Noting Israel’s high birthrate, a coming influx of electric cars and more desalination plants (which require high electricity consumption), “by 2030 we’d be generating almost 30 percent, or at least 25 percent, more electricity than we’re generating now. So, we are going to need more gas even if we get to our goals and have solar energy generate 30 percent of our electricity – although that’s going to be really hard to accomplish. But even if we accomplish that, we’re still going to need more gas because we’ll consume more electricity.”
Nati Barenboim, founder of consulting company Tamuz Group, and general manager of Israel’s Independent Power Producers Association, told JNS that he supports the government’s “ambitious renewable goals,” but disagreed with Elharrar’s decision.
“When talking about renewables in Israel, you’re talking about solar, and the biggest mistake people make … is that they think solar could replace natural gas,” he said. “The problem with solar is that it does not produce energy when it’s dark, so we need natural gas power plants to back up the renewables. My main concern is that people will think that renewables will replace gas.”

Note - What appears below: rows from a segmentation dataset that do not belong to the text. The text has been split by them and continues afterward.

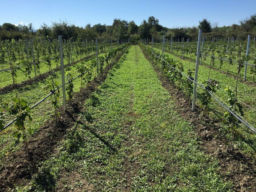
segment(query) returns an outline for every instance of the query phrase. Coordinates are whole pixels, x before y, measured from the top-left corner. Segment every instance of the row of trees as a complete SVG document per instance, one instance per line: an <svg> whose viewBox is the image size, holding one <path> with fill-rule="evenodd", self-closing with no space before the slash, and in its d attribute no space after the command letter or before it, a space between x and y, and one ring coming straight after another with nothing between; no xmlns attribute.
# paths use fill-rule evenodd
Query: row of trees
<svg viewBox="0 0 256 192"><path fill-rule="evenodd" d="M256 14L240 22L240 25L233 24L230 26L218 26L217 23L211 24L207 19L199 22L198 26L185 26L169 28L159 24L158 19L153 16L147 20L143 20L138 26L133 21L127 21L115 18L112 25L99 23L91 26L88 24L85 27L76 26L66 21L53 22L51 26L44 23L36 32L34 32L32 24L27 26L18 26L10 23L4 23L0 26L0 38L2 40L30 38L35 36L49 36L57 38L62 35L66 39L71 37L76 39L79 37L88 39L96 38L114 39L131 38L134 40L140 38L162 37L165 34L167 38L196 38L198 35L198 29L201 29L204 35L206 37L242 37L246 38L248 34L256 36Z"/></svg>

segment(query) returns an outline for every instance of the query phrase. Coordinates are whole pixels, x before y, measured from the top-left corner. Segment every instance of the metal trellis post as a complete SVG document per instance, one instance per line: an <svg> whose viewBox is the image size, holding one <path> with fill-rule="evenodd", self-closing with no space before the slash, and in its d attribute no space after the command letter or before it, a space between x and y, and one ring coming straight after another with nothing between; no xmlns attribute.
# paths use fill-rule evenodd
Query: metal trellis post
<svg viewBox="0 0 256 192"><path fill-rule="evenodd" d="M31 44L31 52L32 53L33 58L33 64L34 65L34 73L35 73L35 78L36 78L36 64L35 64L35 56L34 55L34 49L33 48L33 42L32 39L30 39Z"/></svg>
<svg viewBox="0 0 256 192"><path fill-rule="evenodd" d="M98 54L99 54L99 51L98 50L98 39L96 39L96 57L97 58L97 78L98 80L100 79L100 73L99 71L99 58L98 57Z"/></svg>
<svg viewBox="0 0 256 192"><path fill-rule="evenodd" d="M246 56L248 56L249 54L249 46L250 45L250 37L251 36L248 35L248 41L247 41L247 49L246 50ZM245 64L244 66L244 76L243 77L243 80L245 81L246 80L246 71L247 70L247 59L245 61Z"/></svg>
<svg viewBox="0 0 256 192"><path fill-rule="evenodd" d="M163 38L163 47L162 48L162 59L163 59L163 57L164 56L164 42L165 40L165 36L164 35L164 36ZM162 71L162 62L161 63L161 71Z"/></svg>
<svg viewBox="0 0 256 192"><path fill-rule="evenodd" d="M63 50L62 47L62 36L59 36L59 53L60 56L61 67L61 78L62 82L62 93L63 95L63 106L64 111L67 110L67 103L66 102L66 88L65 86L65 76L64 75L64 63L63 61Z"/></svg>
<svg viewBox="0 0 256 192"><path fill-rule="evenodd" d="M204 40L205 39L205 37L203 36L203 40L202 42L202 53L201 53L201 64L202 65L202 59L203 58L203 51L204 49Z"/></svg>
<svg viewBox="0 0 256 192"><path fill-rule="evenodd" d="M201 36L202 36L202 30L199 30L198 34L198 41L197 42L197 61L196 62L195 70L195 73L194 81L196 82L197 82L197 73L198 72L198 66L199 65L199 57L200 56L200 46L201 45ZM195 111L196 100L197 98L197 84L194 84L194 90L193 92L193 100L192 101L192 111Z"/></svg>

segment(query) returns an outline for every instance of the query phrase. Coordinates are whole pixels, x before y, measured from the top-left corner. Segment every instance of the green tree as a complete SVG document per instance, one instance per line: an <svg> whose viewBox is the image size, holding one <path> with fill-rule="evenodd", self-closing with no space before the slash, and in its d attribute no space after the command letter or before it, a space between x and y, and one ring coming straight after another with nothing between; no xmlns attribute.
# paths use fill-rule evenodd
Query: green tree
<svg viewBox="0 0 256 192"><path fill-rule="evenodd" d="M37 32L39 33L41 35L44 36L45 37L49 36L51 32L51 27L44 22L41 25L40 28L37 30Z"/></svg>
<svg viewBox="0 0 256 192"><path fill-rule="evenodd" d="M249 32L256 27L256 14L251 15L249 18L240 21L239 22L242 30Z"/></svg>
<svg viewBox="0 0 256 192"><path fill-rule="evenodd" d="M141 38L148 37L151 38L150 34L151 25L145 20L143 20L141 22L141 24L139 28L138 32Z"/></svg>
<svg viewBox="0 0 256 192"><path fill-rule="evenodd" d="M202 21L199 21L198 28L202 29L204 33L209 33L212 31L211 24L206 19L204 19Z"/></svg>
<svg viewBox="0 0 256 192"><path fill-rule="evenodd" d="M127 32L129 35L134 35L138 31L138 26L135 24L135 22L131 21L129 22Z"/></svg>
<svg viewBox="0 0 256 192"><path fill-rule="evenodd" d="M9 23L5 23L2 26L3 29L7 31L18 31L18 27L14 25Z"/></svg>
<svg viewBox="0 0 256 192"><path fill-rule="evenodd" d="M150 16L148 17L148 22L151 27L155 26L158 24L159 20L157 19L156 19L153 16Z"/></svg>
<svg viewBox="0 0 256 192"><path fill-rule="evenodd" d="M153 26L150 29L150 34L151 36L154 39L155 39L157 38L157 30L156 30L156 28L155 26Z"/></svg>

Barenboim also said encouraging the offshore market is beneficial to consumers as it leads to competition, driving down the cost of energy. “Look at Energean, which still has offshore, unconnected reservoirs – what they have done to the local pricing here in Israel,” he said. Energean, an independent exploration and production company, has won licenses in Israel’s Karish and Tanin fields, but is not expected to start drilling until mid-2022.
Rettig said that Elharrar may have been trying to gain points with her base in a relatively costless way.
“One of the important things to keep in mind is that the fourth round of licensing since Israel found the new gas 10 years ago would probably have failed anyway,” he said, noting that there was little interest from private energy firms in the coming round of bidding for offshore licenses, a fact that likely influenced Elharrar’s decision to cancel it.
On the other hand, while Elharrar’s decision was “costless in the sense that energy companies weren’t coming in anyway, in terms of business environment, it doesn’t send a good signal to energy companies who want to come in the future,” he said.
It also earns her enmity from gas companies, especially as, in her announcement, she also said she wouldn’t adopt the conclusions of an inter-ministerial committee that urged that more gas be freed up for export.
The committee recommended that we need to increase the amount Israel can sell abroad, Rettig said. “Only 40 percent of gas that Israel has discovered is earmarked for export. Sixty percent needs to stay in Israel,” he noted.
While the committee argued that loosening export restrictions would encourage more companies to search for and develop Israel’s natural gas fields, Elharrar, in choosing to reject the committee’s findings, sided with environmental groups, which contended that the gas should remain in the ground to ensure Israel’s energy security.